United States District Court, W.D. Washington, Seattle

June 27, 2018

ISMAHAN ISMAIL, Plaintiff,
v.
AMAZON.COM, Defendant.

          ORDER ON MOTION FOR BILL OF COSTS

          JAMES L. ROBART UNITED STATES DISTRICT JUDGE

         I. INTRODUCTION

         Before the court is Defendant Amazon.com's (“Amazon”) motion for bill of costs. (Mot. (Dkt. # 51).) Plaintiff Ismahan Ismail did not respond to the motion. (See Dkt.) The court has considered the motion, the relevant portions of the record, and the applicable law. Being fully advised, the court denies the motion for the reasons set forth below.

         II. BACKGROUND

         This case arose from Ms. Ismail's employment at Amazon's Global Security Command Center in Phoenix, Arizona. (Am. Compl. (Dkt. # 22) ¶¶ 4.1-4.2.) Ms. Ismail filed suit on October 28, 2016 (see IFP Mot. (Dkt. # 1)) and alleged claims under (1) Title VII of the Civil Rights Act of 1964 for disparate treatment based on her race and religion, for a hostile work environment based on her religion, and for retaliation; (2) 42 U.S.C. § 1981 based on racial discrimination and retaliation; and (3) the Arizona Civil Rights Act (“ACRA”), Ariz. Rev. Stat. § 41-1461, et seq., based on racial and religious discrimination and retaliation. (See Am. Compl. ¶¶ 5.1-5.15.) The court permitted Ms. Ismail to proceed in forma pauperis (“IFP”). (See 10/31/16 Order (Dkt. # 2).)

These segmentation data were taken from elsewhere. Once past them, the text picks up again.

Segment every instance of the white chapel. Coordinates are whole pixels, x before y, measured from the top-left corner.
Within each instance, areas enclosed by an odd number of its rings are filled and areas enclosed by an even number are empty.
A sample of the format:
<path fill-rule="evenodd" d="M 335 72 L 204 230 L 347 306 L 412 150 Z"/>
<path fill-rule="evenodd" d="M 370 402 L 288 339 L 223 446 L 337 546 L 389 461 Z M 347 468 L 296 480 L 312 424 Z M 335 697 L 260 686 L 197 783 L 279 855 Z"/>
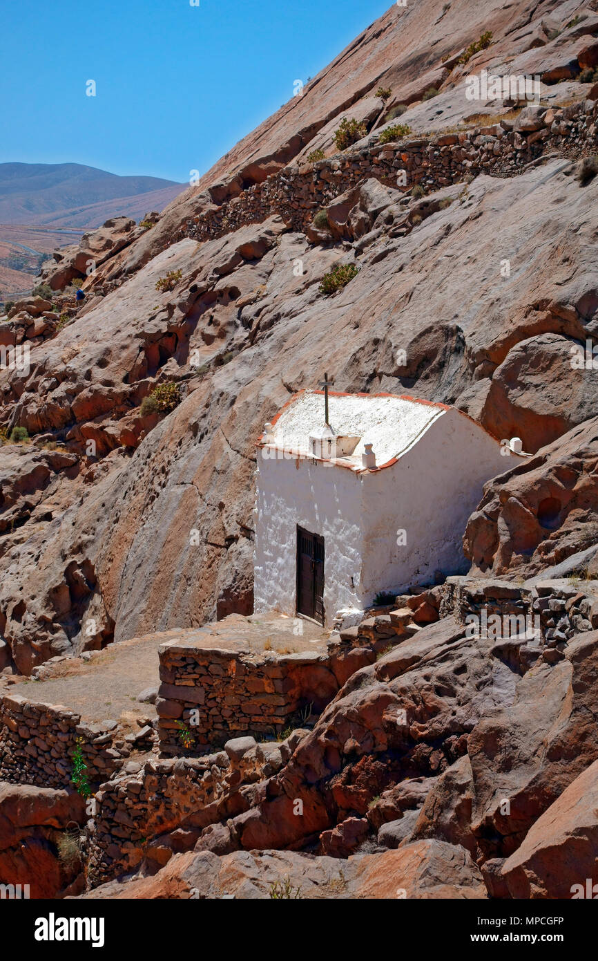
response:
<path fill-rule="evenodd" d="M 483 485 L 520 456 L 443 404 L 296 394 L 257 445 L 254 610 L 351 623 L 378 594 L 464 573 Z"/>

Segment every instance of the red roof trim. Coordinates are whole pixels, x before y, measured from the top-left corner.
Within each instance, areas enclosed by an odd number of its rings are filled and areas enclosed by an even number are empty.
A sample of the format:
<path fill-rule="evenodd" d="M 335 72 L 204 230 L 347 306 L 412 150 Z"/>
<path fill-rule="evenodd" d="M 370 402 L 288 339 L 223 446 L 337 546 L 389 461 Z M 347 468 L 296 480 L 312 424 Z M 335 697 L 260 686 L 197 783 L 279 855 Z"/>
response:
<path fill-rule="evenodd" d="M 276 423 L 276 421 L 278 420 L 278 418 L 282 415 L 282 413 L 286 410 L 287 407 L 291 407 L 292 404 L 295 404 L 296 401 L 298 401 L 299 399 L 299 397 L 301 397 L 305 393 L 307 393 L 307 390 L 305 388 L 302 388 L 301 390 L 298 390 L 298 392 L 296 394 L 293 394 L 293 396 L 290 397 L 289 400 L 285 404 L 282 405 L 282 407 L 278 410 L 277 414 L 275 417 L 273 417 L 273 419 L 270 421 L 270 423 L 272 424 L 272 426 L 273 427 L 275 426 L 275 424 Z M 323 397 L 323 390 L 310 390 L 309 393 L 311 393 L 311 394 L 320 394 L 320 396 Z M 392 397 L 395 400 L 398 400 L 398 401 L 410 401 L 412 404 L 421 404 L 424 407 L 437 407 L 439 410 L 454 410 L 455 413 L 458 413 L 462 417 L 466 417 L 468 421 L 471 421 L 471 423 L 474 424 L 480 431 L 483 431 L 484 433 L 487 433 L 488 436 L 491 437 L 491 439 L 493 441 L 495 441 L 497 444 L 500 444 L 500 441 L 498 440 L 498 438 L 495 437 L 493 433 L 490 433 L 490 431 L 487 431 L 483 424 L 480 424 L 479 421 L 476 421 L 468 413 L 466 413 L 465 410 L 460 410 L 459 407 L 451 407 L 450 404 L 442 404 L 440 401 L 426 401 L 426 400 L 423 400 L 423 398 L 412 397 L 411 394 L 389 394 L 389 393 L 385 393 L 385 392 L 382 392 L 382 393 L 379 393 L 379 394 L 367 394 L 367 393 L 362 392 L 362 391 L 356 391 L 356 392 L 351 393 L 350 391 L 329 390 L 328 391 L 328 396 L 329 397 L 366 397 L 369 400 L 376 398 L 376 397 Z M 259 438 L 259 440 L 257 441 L 257 443 L 255 445 L 256 447 L 262 447 L 264 445 L 264 437 L 265 437 L 265 434 L 262 433 L 261 436 L 260 436 L 260 438 Z M 305 458 L 305 459 L 308 459 L 308 460 L 319 460 L 319 459 L 322 459 L 320 457 L 312 457 L 311 455 L 299 454 L 299 453 L 297 454 L 297 456 L 300 457 L 300 458 Z M 358 468 L 357 470 L 355 470 L 354 467 L 350 467 L 349 469 L 352 470 L 353 473 L 355 473 L 355 474 L 361 474 L 361 473 L 375 474 L 377 471 L 381 471 L 385 467 L 392 467 L 392 465 L 395 464 L 397 460 L 398 460 L 398 457 L 391 457 L 391 459 L 387 460 L 386 463 L 384 463 L 384 464 L 378 464 L 374 468 L 364 468 L 364 467 L 362 467 L 362 468 Z M 348 464 L 340 464 L 340 463 L 336 463 L 336 462 L 335 462 L 335 466 L 337 466 L 337 467 L 349 467 Z"/>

         On June 5, 2018, the court granted Amazon's motion for summary judgment and dismissed Ms. Ismail's claims with prejudice. (6/5/18 Order (Dkt. # 47).) The next day, Amazon moved for a bill of costs in the amount of $4, 015.82. (See Mot.) That motion is now before the court.

         III. ANALYSIS

         Federal Rule of Civil Procedure 54(d)(1) states that costs “should be allowed to the prevailing party” unless a statute, other rule of civil procedure, or a court order states otherwise. Fed.R.Civ.P. 54(d)(1). The rule “establishes a rebuttable presumption that the prevailing party will be awarded its taxable costs, ” but “also vests discretion in the district court to refuse to do so.” Ofeldt v. Nevada, No. 3:10-cv-00420-LRH-VPC, 2010 WL 4607016, at *2 (D. Nev. Nov. 5, 2010) (citing Ass'n of Mexican-Am. Educators v. California, 231 F.3d 572, 591 (9th Cir. 2000) (en banc)). The court may deny costs because of “(1) the substantial public importance of the case, (2) the closeness and difficulty of the issues in the case, (3) the chilling effect on future similar actions, (4) the plaintiff's limited financial resources, and (5) the economic disparity between the parties.” Escriba v. Foster Poultry Farms, Inc., 743 F.3d 1236, 1247-48 (9th Cir. 2014). All five factors need not weigh against imposing costs for the court to deny a motion. See Draper v. Rosario, 836 F.3d 1072, 1087 (9th Cir. 2016). “[T]he losing party [must] demonstrate why the costs should not be awarded.” Stanley v. Univ. of S. Cal., 178 F.3d 1069, 1079 (9th Cir. 1999). If the court denies costs, it must “give reasons” for that decision. Ass'n of Mexican-Am. Educators, 231 F.3d at 593.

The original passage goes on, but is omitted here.